The encoder-connector-backbone pattern used by every MLLM you will touch is intermediate fusion wearing modern clothes. Each modality gets its own specialist encoder (like late fusion), but the outputs are projected into the LLM’s token space and then reasoned over jointly (unlike late fusion). The fusion point is the LLM’s attention layers. From there on, a sequence token for an image patch and a sequence token for a word are processed by the same transformer blocks using the same attention mechanism.

It is why these models can answer “what is the person in the image holding?” — the image tokens and the text tokens genuinely attend to each other. And it is why they still hallucinate details the image does not contain. Cross-modal attention is no more “grounded in truth” than text-only attention; it is probabilistic, all the way down.

Diagram showing the encoder-connector-LLM backbone pipeline with text, image, audio, and video streams converging into a shared token space
The encoder-connector-backbone pattern: each modality is compressed, projected into the LLM's token space, and then reasoned over by a single transformer backbone.

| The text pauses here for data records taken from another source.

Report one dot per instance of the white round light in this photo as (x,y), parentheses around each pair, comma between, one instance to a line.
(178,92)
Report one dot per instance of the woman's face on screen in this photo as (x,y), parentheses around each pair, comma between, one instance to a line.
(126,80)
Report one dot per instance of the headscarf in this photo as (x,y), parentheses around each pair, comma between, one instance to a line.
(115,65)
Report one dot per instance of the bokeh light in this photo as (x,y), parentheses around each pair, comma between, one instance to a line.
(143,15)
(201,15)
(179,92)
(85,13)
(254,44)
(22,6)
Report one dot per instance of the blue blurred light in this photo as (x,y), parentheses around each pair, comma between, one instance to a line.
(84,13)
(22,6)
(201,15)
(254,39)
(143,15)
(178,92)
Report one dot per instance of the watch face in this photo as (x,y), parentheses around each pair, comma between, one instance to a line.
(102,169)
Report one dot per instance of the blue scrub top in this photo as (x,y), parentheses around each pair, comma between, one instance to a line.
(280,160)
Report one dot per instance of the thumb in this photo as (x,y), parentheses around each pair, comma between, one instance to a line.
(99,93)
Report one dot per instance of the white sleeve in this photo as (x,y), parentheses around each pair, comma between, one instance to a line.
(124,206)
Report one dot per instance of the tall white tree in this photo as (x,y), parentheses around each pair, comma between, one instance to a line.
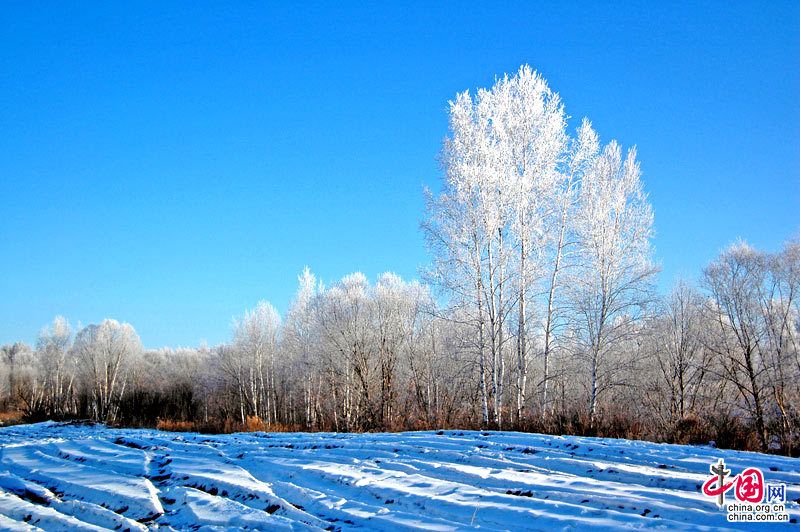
(612,283)
(104,352)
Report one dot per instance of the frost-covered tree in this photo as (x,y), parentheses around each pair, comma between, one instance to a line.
(56,367)
(104,353)
(611,284)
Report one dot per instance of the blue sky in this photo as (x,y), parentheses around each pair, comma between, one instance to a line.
(171,165)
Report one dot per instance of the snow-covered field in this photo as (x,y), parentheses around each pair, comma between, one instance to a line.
(76,477)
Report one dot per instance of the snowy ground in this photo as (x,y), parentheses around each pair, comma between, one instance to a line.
(73,477)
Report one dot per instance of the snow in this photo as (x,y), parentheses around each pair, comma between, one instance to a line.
(57,476)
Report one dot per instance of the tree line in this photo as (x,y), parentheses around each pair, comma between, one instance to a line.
(538,312)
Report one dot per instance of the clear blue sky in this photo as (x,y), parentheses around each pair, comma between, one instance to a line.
(170,166)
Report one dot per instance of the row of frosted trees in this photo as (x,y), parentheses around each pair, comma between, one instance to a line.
(719,362)
(538,312)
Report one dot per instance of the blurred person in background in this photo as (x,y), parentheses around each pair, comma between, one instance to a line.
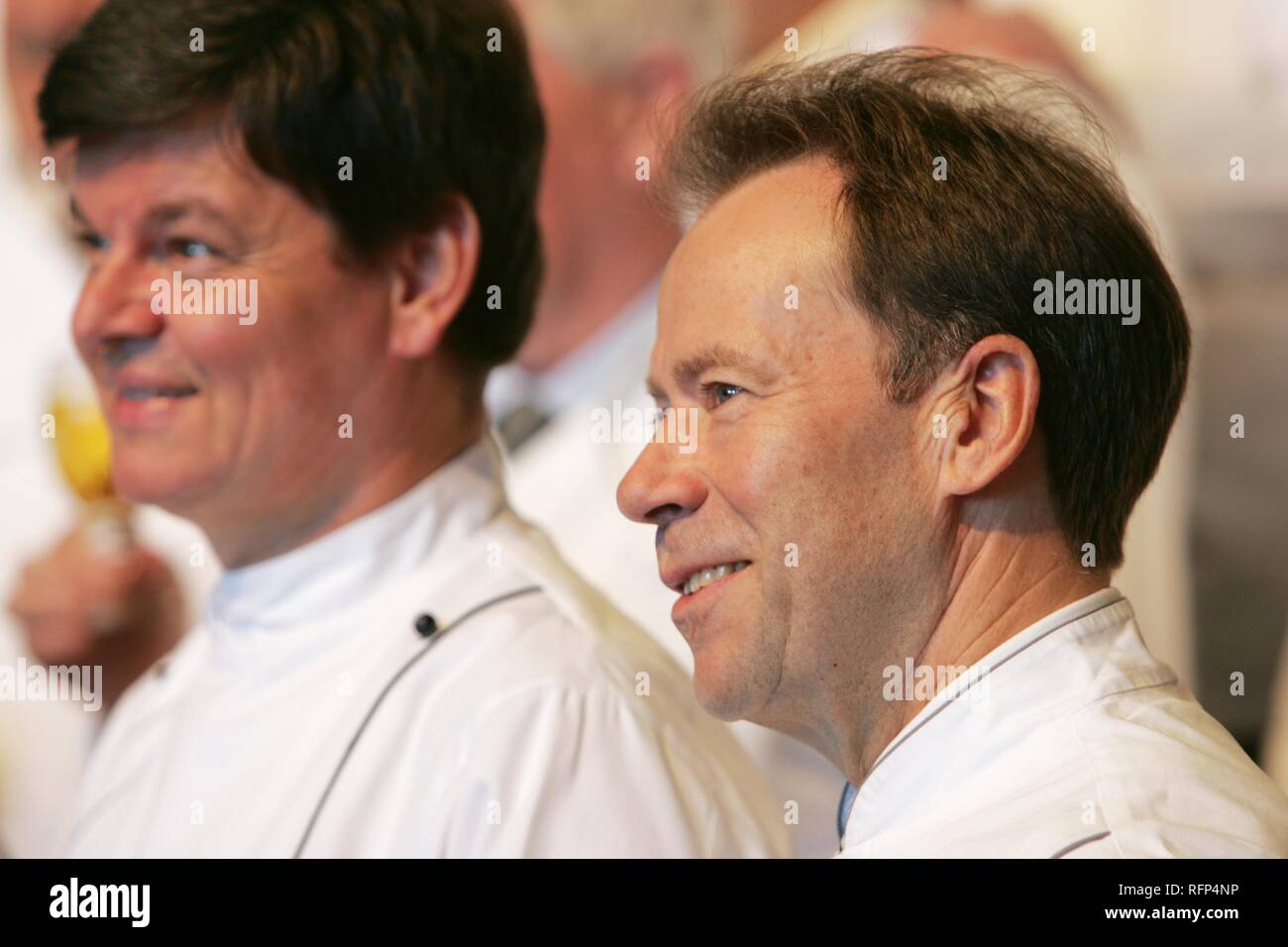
(72,602)
(608,75)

What the pipeline predicts when things go wrong

Understanding the pipeline turns passive usage into active debugging. A few predictions fall out of it:

  • If you feed a high-resolution image into a model using a fixed-length query connector, expect spatial detail loss. The connector is compressing features into a small fixed budget regardless of input size. Fine print at the corners of a document will not survive that bottleneck.
  • If a model claims to “see” a video, check whether it samples frames sparsely or processes dense temporal tokens. Sparse sampling produces confident-sounding answers about events that happened between the sampled frames — hallucinated by interpolation.
  • If cross-modal grounding feels weaker than text-only reasoning, that is expected. The LLM backbone was pre-trained on far more text than on aligned multimodal data. The connector is doing serious work on a thin budget.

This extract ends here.